Luchae and Christopher Williams are excited to announce that they will be adding one more little Williams to their brood. That’s right! We’re pregnant! (Well, I’m pregnant. If there was an option for us to take turns, I would definitely say that this should be Christopher’s round. But alas, I’m the oven and he is the chef. So….. oh kay… now that this awkward little monologue is over…)
To answer the series of questions that usually follows an announcement of this nature, when you have a bunch of kids already: Yes, we are serious! No, our baby is not a mistake. Yes, we are well aware that being pregnant usually results in the need to feed and clothe a whole other person. And no, we are not overwhelmed. Well, not anymore, atleast. #realtalk
Now, I had written out a whole other birth announcement post. This other post was way more chiller, and in it I explained the series of events that ultimately led to me taking a pee stick test. But, when I told a few people about our HAPPY news, we were met with a bunch of really negative responses that literally shattered my soul.
People said things to us like: “Oh my gosh don’t you guys use protection?” and “You’ve got to be kidding me!” and “Couldn’t you wait another year?!” and “Don’t you have enough children?” and “You know that self control is a fruit of the spirit” and my favorite, “What is wrong with you guys?!”
Those very real, very painful comments made me realize that I shan’t be sharing the detailed birth announcement post because I don’t owe anyone an explanation. And I most certainly don’t need to explain myself to someone who clearly has a different set of ideals and beliefs that I do. Especially the ones who don’t pay for my kids nappies. (So that’s, like, everyone.)
The truth is this, you guys, if Chris and I came into our marriage, sans any other kids, then there would be a lot more celebration and excitement for our baby number three. But, because we have a very real Seth and a very real Kyle (our stepkids), we are now suddenly grouped together with those mass breeding cult families who literally do nothing but procreate. (You get that we’ve only had two babies together, right? We don’t “pop them out all the time”.)

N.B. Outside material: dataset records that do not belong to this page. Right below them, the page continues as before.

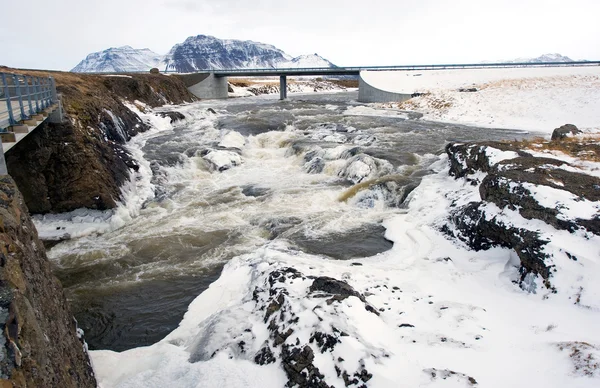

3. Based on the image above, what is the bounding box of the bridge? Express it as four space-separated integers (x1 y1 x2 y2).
0 72 62 173
177 60 600 101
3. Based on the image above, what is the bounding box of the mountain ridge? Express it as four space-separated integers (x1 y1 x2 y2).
72 35 335 73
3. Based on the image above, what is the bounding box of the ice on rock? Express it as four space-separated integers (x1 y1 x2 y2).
339 154 393 184
203 150 243 172
219 131 246 150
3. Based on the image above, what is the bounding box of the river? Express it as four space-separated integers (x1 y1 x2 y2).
43 90 533 351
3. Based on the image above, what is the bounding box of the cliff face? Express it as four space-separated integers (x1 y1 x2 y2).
4 71 196 213
0 176 97 387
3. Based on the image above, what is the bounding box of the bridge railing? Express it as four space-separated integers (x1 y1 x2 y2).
0 72 57 131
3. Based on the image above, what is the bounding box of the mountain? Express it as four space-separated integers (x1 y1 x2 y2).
483 53 578 64
278 53 336 69
71 46 164 73
71 35 336 73
525 53 575 63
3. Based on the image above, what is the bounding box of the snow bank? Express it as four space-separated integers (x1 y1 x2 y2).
90 154 600 387
366 66 600 133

And anyways… who cares?! Well, everyone does, apparently, because in this day and age, you’re only allowed to have a certain amount of children in order to be deemed socially acceptable. I mean, I can’t tell you who made up this rule because my grandparents had seven children and I don’t think they were stoned to death by the town folk.
We get it, five kids feels like A LOT but we’ve managed thus far, by the grace of God. He has sustained us through each uphill and every challenge and I’m 100% confident that He will do it again. He is faithful you guys.
Also, have you seen our other children? There’s another one of those beauties a-cookin’ in my belly as I type this! Eeeeek! So yes, we are happy and excited and feeling all those “aack, we’re having a baby!” feelings and it would be GREAT if you could celebrate with us! In fact we need you to celebrate with us. Will you, please?
Obviously more updates to follow but for now, just this one little public service announcement:
We’re having a baby! AAAAAAAAAAAACK!